ARLINGTON — Texas Comptroller Glenn Hegar is highlighting the impact of supply chains on the Texas economy as he restarts his Good for Texas Tour. This week, Hegar is touting the automotive and semiconductor supply chain industries with visits to General Motors (GM) and Texas Instruments (TI).
“Global supply chains — the networks between a company and its suppliers that produce and distribute products to the final consumers — have been designed to lower both consumer and production costs,” Hegar said. “There are risks and vulnerabilities in the supply chain systems that have been designed over the last several decades, which were highlighted by COVID-19 economic disruptions.
“Smart businesses like GM and TI are constantly working to evaluate and enhance their global supply networks. Government has proposed infrastructure funding for critical industries like semiconductors and rare earth processing, citing their importance to national security and national competitiveness.

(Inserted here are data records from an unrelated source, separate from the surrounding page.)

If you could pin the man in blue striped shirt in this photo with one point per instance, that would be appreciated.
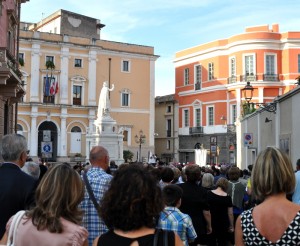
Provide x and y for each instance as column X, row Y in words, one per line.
column 99, row 181
column 172, row 219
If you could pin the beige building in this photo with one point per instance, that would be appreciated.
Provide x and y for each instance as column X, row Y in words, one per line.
column 166, row 128
column 65, row 65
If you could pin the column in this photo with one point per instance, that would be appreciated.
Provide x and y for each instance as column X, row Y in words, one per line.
column 92, row 78
column 35, row 83
column 33, row 132
column 63, row 83
column 63, row 133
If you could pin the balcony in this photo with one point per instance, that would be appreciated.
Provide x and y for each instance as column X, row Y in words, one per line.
column 271, row 77
column 196, row 130
column 232, row 79
column 246, row 78
column 231, row 128
column 197, row 86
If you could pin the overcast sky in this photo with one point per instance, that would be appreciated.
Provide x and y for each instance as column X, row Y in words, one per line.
column 172, row 25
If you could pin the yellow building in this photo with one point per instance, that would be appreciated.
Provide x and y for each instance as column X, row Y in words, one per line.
column 65, row 49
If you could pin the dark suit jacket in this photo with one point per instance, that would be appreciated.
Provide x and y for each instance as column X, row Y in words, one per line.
column 16, row 192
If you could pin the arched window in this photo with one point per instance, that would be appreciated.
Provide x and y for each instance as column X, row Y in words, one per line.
column 76, row 129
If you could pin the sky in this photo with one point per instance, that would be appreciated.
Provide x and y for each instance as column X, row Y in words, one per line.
column 172, row 25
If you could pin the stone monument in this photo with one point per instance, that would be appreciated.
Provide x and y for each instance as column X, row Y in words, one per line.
column 105, row 131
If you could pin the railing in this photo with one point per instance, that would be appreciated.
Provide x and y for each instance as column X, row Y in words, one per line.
column 231, row 128
column 10, row 60
column 197, row 86
column 232, row 79
column 196, row 130
column 246, row 78
column 271, row 77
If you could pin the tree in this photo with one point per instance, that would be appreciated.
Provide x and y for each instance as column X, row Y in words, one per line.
column 127, row 155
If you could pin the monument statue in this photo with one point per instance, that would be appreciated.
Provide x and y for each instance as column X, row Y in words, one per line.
column 104, row 103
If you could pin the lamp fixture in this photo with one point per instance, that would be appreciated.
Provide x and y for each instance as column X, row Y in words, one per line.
column 248, row 95
column 267, row 120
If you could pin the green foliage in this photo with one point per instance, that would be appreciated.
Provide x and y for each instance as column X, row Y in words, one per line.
column 127, row 155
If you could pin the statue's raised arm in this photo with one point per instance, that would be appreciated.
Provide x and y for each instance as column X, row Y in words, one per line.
column 104, row 102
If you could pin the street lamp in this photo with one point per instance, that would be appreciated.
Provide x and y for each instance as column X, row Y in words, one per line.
column 248, row 94
column 140, row 139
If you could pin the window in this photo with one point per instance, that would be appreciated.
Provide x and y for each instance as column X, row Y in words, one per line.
column 125, row 66
column 270, row 64
column 186, row 76
column 298, row 63
column 76, row 129
column 169, row 127
column 125, row 99
column 77, row 94
column 168, row 144
column 249, row 65
column 233, row 114
column 77, row 62
column 21, row 56
column 197, row 117
column 48, row 82
column 186, row 119
column 50, row 58
column 210, row 71
column 232, row 67
column 125, row 136
column 210, row 112
column 198, row 77
column 169, row 109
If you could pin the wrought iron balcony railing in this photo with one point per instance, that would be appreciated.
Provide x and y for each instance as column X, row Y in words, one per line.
column 197, row 86
column 196, row 130
column 246, row 78
column 271, row 77
column 232, row 79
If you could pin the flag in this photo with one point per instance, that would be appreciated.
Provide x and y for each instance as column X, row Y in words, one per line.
column 47, row 86
column 53, row 87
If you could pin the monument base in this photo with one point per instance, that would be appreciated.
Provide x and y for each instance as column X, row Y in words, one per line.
column 106, row 134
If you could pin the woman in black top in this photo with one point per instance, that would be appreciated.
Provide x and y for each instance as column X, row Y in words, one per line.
column 130, row 208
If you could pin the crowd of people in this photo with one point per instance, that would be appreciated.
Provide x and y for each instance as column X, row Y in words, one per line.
column 142, row 204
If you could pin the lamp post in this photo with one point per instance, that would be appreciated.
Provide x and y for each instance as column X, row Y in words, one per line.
column 248, row 94
column 140, row 139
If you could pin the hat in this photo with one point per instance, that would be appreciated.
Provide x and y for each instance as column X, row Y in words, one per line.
column 171, row 194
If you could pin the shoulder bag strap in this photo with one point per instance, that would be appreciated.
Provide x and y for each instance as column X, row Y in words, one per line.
column 165, row 233
column 156, row 236
column 91, row 194
column 13, row 227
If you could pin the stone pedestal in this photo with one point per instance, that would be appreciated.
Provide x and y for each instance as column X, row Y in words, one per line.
column 106, row 134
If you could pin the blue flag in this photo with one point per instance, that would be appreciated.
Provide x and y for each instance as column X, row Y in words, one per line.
column 47, row 86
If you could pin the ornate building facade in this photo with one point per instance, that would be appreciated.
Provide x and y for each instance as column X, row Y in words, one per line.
column 209, row 82
column 11, row 89
column 65, row 65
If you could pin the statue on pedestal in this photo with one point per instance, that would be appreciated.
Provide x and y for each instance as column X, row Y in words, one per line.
column 104, row 102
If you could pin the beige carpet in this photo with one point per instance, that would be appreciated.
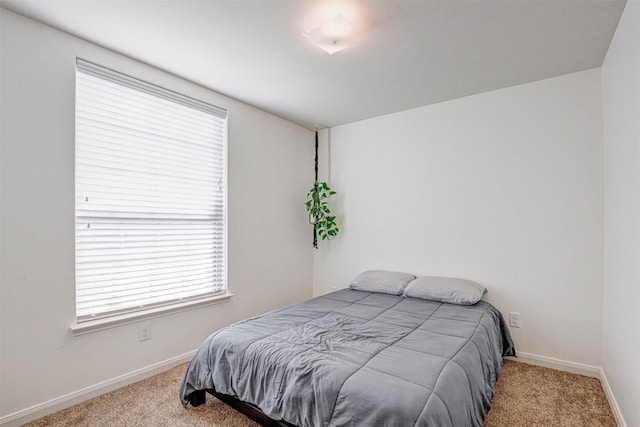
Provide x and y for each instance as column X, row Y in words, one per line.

As the nation’s top state for international trade and the 9th largest economy in the world, limiting supply chain disruptions is critical to the Texas economy.”
During his Good for Texas Tour: Supply Chains Edition, Hegar is sharing the results of a new Comptroller’s office study detailing the vital role supply chains play in enhancing production efficiencies and reducing costs for producers and consumers.
The study also examines the risks to supply chains and how businesses and the federal government are responding to those risks.
At GM, which Hegar visited today, about 1,300 vehicles are built each day at its Arlington Assembly plant, which is home to every new full-size SUV in GM’s product lineup sold around the world: the Chevrolet Suburban and Tahoe, GMC Yukon, and Yukon XL, and the Cadillac Escalade. Overall, Texas is home to 13 GM facilities, employing more than 13,500 Texans who earn more than $1.3 billion in wages.
In 2020, Texas imported $38.3 billion worth of automobile manufacturing products and exported $11.7 billion. Motor vehicle parts represent the bulk — $8.3 billion or 71 percent — of the state’s automobile-related exports in 2020. That compares with a 40 percent share nationwide, reflecting the importance of those products to Texas.
TI, which Hegar visited Monday on its Dallas campus, is a global semiconductor company that designs, manufactures, tests, and sells analog and embedded processing chips that go into a variety of end markets. The company has about 30,000 employees worldwide.
Since its early days, TI has invested in growing the state’s workforce to meet industry demands. And TI is in the process of expanding its Texas presence by building a new 300-mm wafer fabrication facility in Richardson as part of the company’s long-term capacity planning. Construction is well underway, and the facility should be ready to support production in the second half of 2022.
In 2020, TI was part of an industry in Texas that produced more than one-quarter of the country’s semiconductor exports, which were valued at $63 billion. Texas’ semiconductor industry contributed $15.3 billion to the state’s gross domestic product (GDP) in 2020, 15 percent of the industry’s total United States’ GDP.